そこで、温かいスープから始まるコース料理だったら、
みんな喜んでくれるのではないかというアイディアが出ました。
また、コース料理ならば、メインとなる料理が必要です。
しかし料理の主役になるような肉や魚は、この地域には“ないもの”でした。
野菜を使って、メインにふさわしい、ボリュームもあって見た目も華やかな料理ができないか。
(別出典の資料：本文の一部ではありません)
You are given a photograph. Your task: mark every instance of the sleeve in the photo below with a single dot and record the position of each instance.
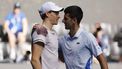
(39, 35)
(23, 15)
(93, 46)
(60, 52)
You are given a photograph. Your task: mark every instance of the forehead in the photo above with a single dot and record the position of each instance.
(66, 15)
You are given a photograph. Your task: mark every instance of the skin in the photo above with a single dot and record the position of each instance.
(37, 48)
(72, 25)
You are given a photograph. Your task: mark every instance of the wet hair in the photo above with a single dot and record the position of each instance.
(43, 16)
(74, 12)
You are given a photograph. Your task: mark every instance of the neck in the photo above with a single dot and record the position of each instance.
(47, 24)
(73, 30)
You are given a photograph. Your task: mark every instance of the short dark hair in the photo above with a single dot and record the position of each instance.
(43, 16)
(74, 12)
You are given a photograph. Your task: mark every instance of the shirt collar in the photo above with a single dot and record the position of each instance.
(76, 35)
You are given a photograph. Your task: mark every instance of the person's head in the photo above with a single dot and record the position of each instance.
(16, 8)
(72, 16)
(50, 11)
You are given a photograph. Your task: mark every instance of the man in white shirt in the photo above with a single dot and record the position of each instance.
(44, 38)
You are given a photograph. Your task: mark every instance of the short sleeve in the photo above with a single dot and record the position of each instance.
(94, 46)
(39, 34)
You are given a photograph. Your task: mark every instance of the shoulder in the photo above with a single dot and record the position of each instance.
(40, 29)
(9, 15)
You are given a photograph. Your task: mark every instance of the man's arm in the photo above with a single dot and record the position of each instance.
(37, 49)
(102, 61)
(25, 26)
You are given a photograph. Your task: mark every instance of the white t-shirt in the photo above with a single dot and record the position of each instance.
(50, 51)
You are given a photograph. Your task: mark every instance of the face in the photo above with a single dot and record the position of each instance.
(17, 10)
(67, 21)
(54, 17)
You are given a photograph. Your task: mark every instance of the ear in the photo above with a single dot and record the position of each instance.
(47, 14)
(74, 20)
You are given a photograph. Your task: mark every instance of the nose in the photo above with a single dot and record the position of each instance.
(63, 20)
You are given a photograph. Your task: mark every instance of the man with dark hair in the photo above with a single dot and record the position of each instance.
(45, 39)
(78, 46)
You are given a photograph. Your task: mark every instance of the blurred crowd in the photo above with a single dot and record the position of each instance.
(15, 41)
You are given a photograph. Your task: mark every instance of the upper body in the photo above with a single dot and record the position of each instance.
(79, 46)
(49, 55)
(16, 21)
(44, 38)
(118, 37)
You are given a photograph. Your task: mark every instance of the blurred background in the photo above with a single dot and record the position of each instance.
(106, 13)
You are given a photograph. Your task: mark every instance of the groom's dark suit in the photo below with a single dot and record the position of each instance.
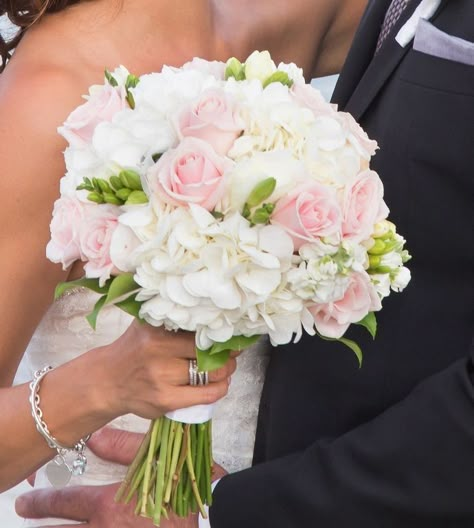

悩んでいたところに、2年生が野菜寿司の提案をしてくれました。
酢飯なら衛生面も安心ですし、彩豊かな野菜がお寿司になったら楽しそうです。
メインは野菜寿司に決まりました。
コースメニューを花の成長に見立てる案は、調理担当の1年生のものです。
種撒きから始まり、花を咲かせてお花畑になるというイメージは、
晩餐会の経緯やその繋がりを表すだけではなく、1年生の成長過程そのものにも思えました。
招待した方々に、おいしさだけではなく、
地域の豊かさやこのプロジェクトの意義を伝えられる晩餐を目指しました。

(デザインマネジメントコース3年 増田香澄)



コース料理は種子が成長し花を咲かせるというストーリーなので、一品ごとに役割があった。
私が担当したのは「つぼみのサラダ」だ。
小さく切った野菜とオリーブオイルでできたジュレドレッシングを葉物野菜でくるみ、
つぼみを形造ってお出しすることにした。
イメージ通りの形にすることはできたのだが、盛りつけで苦労した。
サラダの味と形にばかり気をとられていたからだ。
考えた結果、木の大きなお皿にそのまま置くというシンプルな盛りつけに決まった。
木目の美しさと野菜の色味がマッチして、サラダなのに暖かそうな印象になった。
晩餐会当日、お客様がお料理にすぐ手を付けてくださったのが嬉しかった。
寒空の下でもほほえましい光景が広がっていた。
普段だと手料理を他人の振舞う機会が無いため、本当に貴重な経験ができたと思う。
何もかもが手作りの晩餐会なんて、始めは実現できるかどうか不安だった。
だが想像つかないことが多かった分、自分の行動の幅を広げることができたし友達も増えた。
特に、料理経験が少ない私と一緒にサラダ作りを担当してくれたメンバーにはとても感謝している。
このあたたかい経験を大切に、これから社会と関わっていきたい。